Reminiscing on her HBA experience, a special memory for Escobedo is the Oct. 2021 ASU Homecoming game when the ASU Alumni Association awarded current and past HBA presidents with the Alumni Achievement Award at halftime. The chapter was recognized for its commitment to supporting Hispanic undergraduate scholars and presented a plaque by President Michael Crow.

"It filled us all with pride," says Escobedo. "Getting that recognition after all those years of working on the HBA to increase Hispanic student graduates was very fulfilling."

Escobedo is already looking forward to celebrating 50 years as an ASU graduate in 2028. Until then, she's continuing her education advocacy by serving as the governing board chair of Chicanos Por La Causa Community Schools. An avid writer, Escobedo is also preparing to publish her second book, Reflections of the Heart: Stories and Poems from Life. Her first book, Dichos de Mi Padre: Sayings of My Father, was a 2019 International Latino Book Awards nominee for best first nonfiction book and received honorable mention.

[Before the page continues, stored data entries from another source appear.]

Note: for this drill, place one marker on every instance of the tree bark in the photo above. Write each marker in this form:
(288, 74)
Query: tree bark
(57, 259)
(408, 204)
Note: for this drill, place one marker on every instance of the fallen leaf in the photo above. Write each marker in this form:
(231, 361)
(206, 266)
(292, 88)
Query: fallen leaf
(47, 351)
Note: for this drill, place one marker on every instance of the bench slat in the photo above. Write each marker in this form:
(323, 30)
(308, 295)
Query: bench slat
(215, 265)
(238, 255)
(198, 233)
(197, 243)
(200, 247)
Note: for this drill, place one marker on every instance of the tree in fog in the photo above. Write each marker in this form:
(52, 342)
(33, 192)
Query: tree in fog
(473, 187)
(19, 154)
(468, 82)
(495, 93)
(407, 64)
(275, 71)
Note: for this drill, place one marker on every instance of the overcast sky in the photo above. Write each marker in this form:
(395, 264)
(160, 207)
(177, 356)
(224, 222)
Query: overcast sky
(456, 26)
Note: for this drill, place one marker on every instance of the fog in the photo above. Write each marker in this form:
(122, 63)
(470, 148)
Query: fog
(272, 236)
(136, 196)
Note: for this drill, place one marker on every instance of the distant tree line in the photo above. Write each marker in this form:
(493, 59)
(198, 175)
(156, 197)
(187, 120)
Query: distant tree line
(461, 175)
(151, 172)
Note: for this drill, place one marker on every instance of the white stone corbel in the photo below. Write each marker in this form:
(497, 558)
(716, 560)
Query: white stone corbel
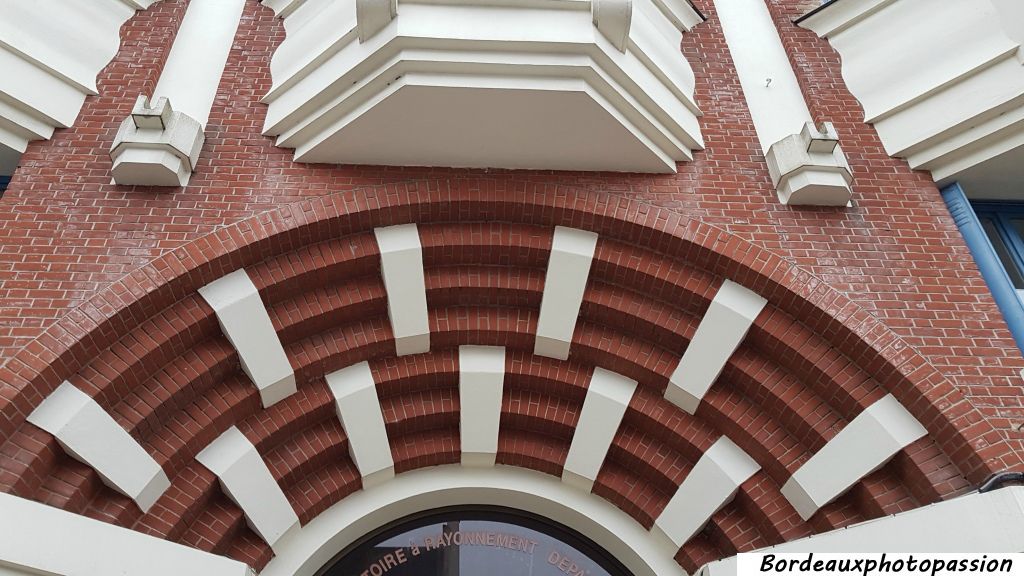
(373, 15)
(612, 18)
(159, 146)
(810, 168)
(156, 146)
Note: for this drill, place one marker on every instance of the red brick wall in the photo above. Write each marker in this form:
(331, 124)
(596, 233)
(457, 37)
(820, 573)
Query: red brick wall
(68, 235)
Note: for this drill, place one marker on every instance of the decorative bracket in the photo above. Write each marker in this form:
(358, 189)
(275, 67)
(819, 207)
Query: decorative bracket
(156, 146)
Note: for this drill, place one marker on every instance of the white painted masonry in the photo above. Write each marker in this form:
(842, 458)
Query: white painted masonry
(976, 523)
(246, 480)
(568, 269)
(569, 84)
(481, 380)
(90, 436)
(862, 447)
(607, 398)
(401, 266)
(711, 485)
(160, 142)
(438, 487)
(359, 411)
(246, 323)
(32, 533)
(721, 330)
(807, 164)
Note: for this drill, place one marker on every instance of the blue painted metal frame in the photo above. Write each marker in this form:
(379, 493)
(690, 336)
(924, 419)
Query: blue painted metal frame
(988, 261)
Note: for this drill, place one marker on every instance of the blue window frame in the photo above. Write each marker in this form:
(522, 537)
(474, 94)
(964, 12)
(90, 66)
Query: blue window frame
(994, 234)
(1004, 224)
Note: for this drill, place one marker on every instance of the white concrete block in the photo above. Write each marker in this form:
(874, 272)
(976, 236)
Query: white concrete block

"For me, the HBA is family and we are proud that we have achieved our goals and graduated from the business college," says Escobedo. "I am honored to have received my degree from ASU."

Hispanic Heritage Month

This Hispanic Heritage Month (Sept. 15 – Oct. 15), ASU invites faculty, staff, and organizations to celebrate the enduring contributions and significance of Latin Americans within the U.S. through events, stories, and knowledge. The HBA community is proud to support Hispanic and Latinx scholars through monetary gifts and mentorship during their academic careers and beyond.